Victimes des rackets à répétition, les Taximans de la commune de Lambaréné, dans la provinvce du Moyen-Ogooué sont montés au créneau face aux nombreux abus dont leur font subir les agents des forces de l'ordre et de sécurité.

 

Victimes des rackets à répétition, les Taximans de la commune de Lambaréné, dans la provinvce du Moyen-Ogooué sont montés au créneau face aux nombreux abus dont leur font subir les agents des forces de l'ordre et de sécurité.

 

« La goûte d'eau a débordé le vase » ainsi le déplore le président du syndicat des transporteurs de Lambaréné, Armand Moudjiegou, qui a haussé le ton au cours d'une assemblée générale tenue le dimanche 26 juillet dernier pour dénoncer le racket des policiers et gendarmes. 

 

Les taximans exerçant dans la ville du ''grand Blanc'' ont choisi le site du quartier ''Mbomlet'' non loin de l'aéroport Georges Rawiri pour dénoncer les manœuvres répréhensibles des policiers et gendarmes dans les différents postes de contrôle de la capitale provinciale du Moyen-Ogooué.  « Ces contrôles sont présents à chaque carrefour.

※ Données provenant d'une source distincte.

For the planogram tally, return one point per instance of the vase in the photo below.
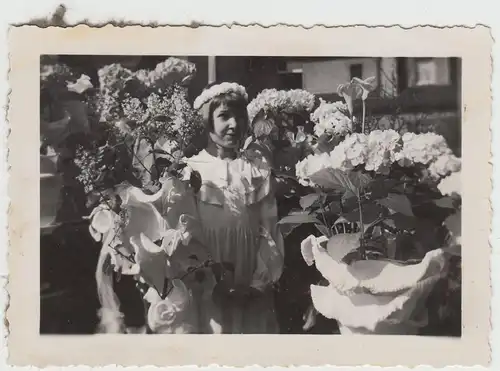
(50, 192)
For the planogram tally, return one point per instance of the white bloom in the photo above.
(383, 146)
(102, 221)
(330, 118)
(311, 165)
(164, 316)
(369, 294)
(451, 185)
(422, 148)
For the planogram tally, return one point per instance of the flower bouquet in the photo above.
(145, 125)
(143, 198)
(385, 229)
(62, 120)
(280, 124)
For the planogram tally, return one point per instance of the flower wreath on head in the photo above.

Les policiers et gendarmes qui sont déjà payés chaque fin du mois n'arrêtent pas de nous arnaquer. Et ça, nous en avons marre! », a martélé Armand Moudjiegou.

 

« Malgré les difficultés que rencontrent les transporteurs suite à la situation sanitaire liée à la Covid-19, policiers et gendarmes nous imposent de saluer le képi, même lorsque les recettes ne nous le permettent pas », ajoute un taximan.

 

Harcélés les transporteurs de Lambaréné ont interpellé les ministres de la Défense nationale et celui de l'Intérieur pour que cessent ces abus. Ils ont menacé de rentrer en grève si une solution n'était pas trouvé au plus vite.